Dan Kilian and The Million Man Band Warn All: You Better Sit Down
Dan Kilian’s new release is a warning about the dangers of love. You Better Sit Down, the latest collection of songs from Dan Kilian and The Million, is something of a sequel to 2018’s Your Love Is All I Can Stand. That album, a wide-ranging exploration of bedroom pop, was full of songs of love and loss. This album, again with an eclectic range of tunes fusing of lo-fi beats and synths with rock guitars, sings of lost longing. Said Kilian of this album, “It’s like the guy told the girl, ‘Your love is all I can stand,’ and she said, ‘Well, you better sit down.’” A cruel joke on a love-burnt protagonist, the title also hints that this album is something slower, with more gorgeous ballads, though Kilian refused to go completely downbeat, providing rockers like “So Far Away’s Too Close to Home,” “Worth Your While,” “Hitched,” and even an ’80s-style thumper, “Only The Human League.” Still, the mood is contemplative, the songs for deep listening. Sit down.

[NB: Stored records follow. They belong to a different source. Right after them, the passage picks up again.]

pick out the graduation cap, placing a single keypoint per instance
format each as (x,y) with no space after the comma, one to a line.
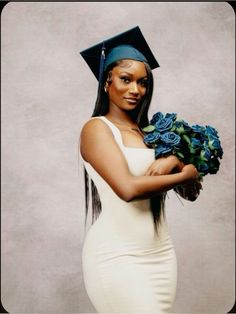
(130,44)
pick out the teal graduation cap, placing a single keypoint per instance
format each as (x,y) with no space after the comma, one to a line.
(130,44)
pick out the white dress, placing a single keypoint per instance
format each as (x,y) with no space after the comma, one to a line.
(127,268)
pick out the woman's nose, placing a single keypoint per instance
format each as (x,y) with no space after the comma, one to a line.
(134,88)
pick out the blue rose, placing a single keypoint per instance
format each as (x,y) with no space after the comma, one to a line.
(211,131)
(171,116)
(151,138)
(218,152)
(194,145)
(214,165)
(171,138)
(163,125)
(181,127)
(198,128)
(205,154)
(162,150)
(156,117)
(213,142)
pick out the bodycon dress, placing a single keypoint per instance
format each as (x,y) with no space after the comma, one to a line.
(127,267)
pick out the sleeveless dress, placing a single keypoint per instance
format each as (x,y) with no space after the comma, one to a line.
(127,267)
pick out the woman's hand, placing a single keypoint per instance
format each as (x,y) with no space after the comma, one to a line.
(165,165)
(191,189)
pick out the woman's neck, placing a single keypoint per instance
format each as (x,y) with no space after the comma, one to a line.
(120,117)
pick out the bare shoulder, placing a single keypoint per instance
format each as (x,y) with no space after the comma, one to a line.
(94,128)
(94,135)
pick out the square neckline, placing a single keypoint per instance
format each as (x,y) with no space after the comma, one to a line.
(126,147)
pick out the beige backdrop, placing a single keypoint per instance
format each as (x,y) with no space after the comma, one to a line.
(48,92)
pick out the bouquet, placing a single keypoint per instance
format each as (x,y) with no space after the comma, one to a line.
(196,144)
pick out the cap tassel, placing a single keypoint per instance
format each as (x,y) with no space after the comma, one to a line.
(102,61)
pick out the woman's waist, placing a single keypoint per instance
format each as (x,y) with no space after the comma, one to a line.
(127,235)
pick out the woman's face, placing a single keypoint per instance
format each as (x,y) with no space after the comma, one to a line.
(128,84)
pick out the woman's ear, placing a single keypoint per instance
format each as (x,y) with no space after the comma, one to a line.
(106,86)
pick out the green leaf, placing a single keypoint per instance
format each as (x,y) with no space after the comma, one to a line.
(148,129)
(180,155)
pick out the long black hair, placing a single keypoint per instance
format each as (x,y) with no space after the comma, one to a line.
(140,116)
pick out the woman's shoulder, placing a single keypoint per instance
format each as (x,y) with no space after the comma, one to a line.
(93,124)
(94,127)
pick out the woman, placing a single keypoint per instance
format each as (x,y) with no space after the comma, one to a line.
(129,263)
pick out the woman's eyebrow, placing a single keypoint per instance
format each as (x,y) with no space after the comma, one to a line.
(131,74)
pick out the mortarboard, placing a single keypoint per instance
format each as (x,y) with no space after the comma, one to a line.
(130,44)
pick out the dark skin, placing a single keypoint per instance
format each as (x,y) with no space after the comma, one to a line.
(125,90)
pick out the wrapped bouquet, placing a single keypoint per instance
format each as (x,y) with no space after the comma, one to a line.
(196,144)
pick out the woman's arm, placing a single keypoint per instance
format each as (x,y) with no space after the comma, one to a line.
(172,164)
(98,147)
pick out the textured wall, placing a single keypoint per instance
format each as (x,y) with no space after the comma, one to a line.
(48,93)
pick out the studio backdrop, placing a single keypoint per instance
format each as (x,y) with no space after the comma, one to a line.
(48,93)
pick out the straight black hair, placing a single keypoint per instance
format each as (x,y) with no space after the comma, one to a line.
(140,116)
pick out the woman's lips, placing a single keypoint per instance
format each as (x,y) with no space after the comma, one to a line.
(132,100)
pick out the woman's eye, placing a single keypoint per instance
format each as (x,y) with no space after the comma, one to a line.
(125,79)
(144,83)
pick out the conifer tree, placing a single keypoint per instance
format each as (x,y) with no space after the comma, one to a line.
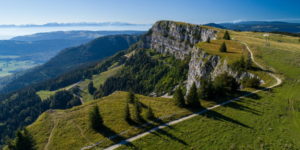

The album begins with a loose thread of geographically themed songs, “So Far Away...” has the hero in mid-flight, with a layover in Nevada. Then there are “San Diego” and “Germany.” Is he traveling the world to find his lost love, or is the love gone forever?
The album’s middle section is what Kilian calls his “Wedding Trilogy.” Kilian wrote “Candy Moon,” a dreamy ballad, for his brother’s wedding, and it’s the happiest love song on the album. Things sour with the rueful Tom Waits–style piano ballad, “Mr. Kilian Sends His Regrets,” but the party continues without him, in the twangy should-be-wedding-staple “Hitched,” featuring guitar by long-time Kilian collaborator Billy Burke, the only guest musician on this album.
Billy Burke is more of a collaborator on YBSD’s twin album from earlier this year: Rain Rain Hail and Rain, a collaboration of fifteen years prior. These two albums show the flip sides of Dan Kilian’s universe: one a world of guitar-driven power-pop made with studio musicians, one a world of introspective melody self-produced on a computer.
The album closes out with songs of desperate yearning. “Troubled Sunbeam” describes the loss of love from the point of a view of a man who captured a sunbeam and now can’t see any light. “Sleep All Day” recounts a deep depression. On a lone acoustic guitar, “Mermaid” pairs the stories of Neil Young’s romance with Darryl Hannah with that of Florentino and Fermina from Gabriel García Márquez’s Love in the Time of Cholera. The hero ends up a lovesick ghost in “Haunted Mansion in the Woods” before whispering his love one more time in the old-timey crooner “What a Lovely Song.”
The irony of all these lost love songs is that Kilian has been in the same relationship for years. “Forever,” said Kilian. Both Your Love Is All I Can Stand and You Better Sit Down are dedicated to “The Girl,” Kilian’s muse. “I fall in love every morning, lose her every day, and long for her every night.”
The price of love is great. Be warned. The pain is real, but the songs are beautiful. Now, that’s something worth sitting down for.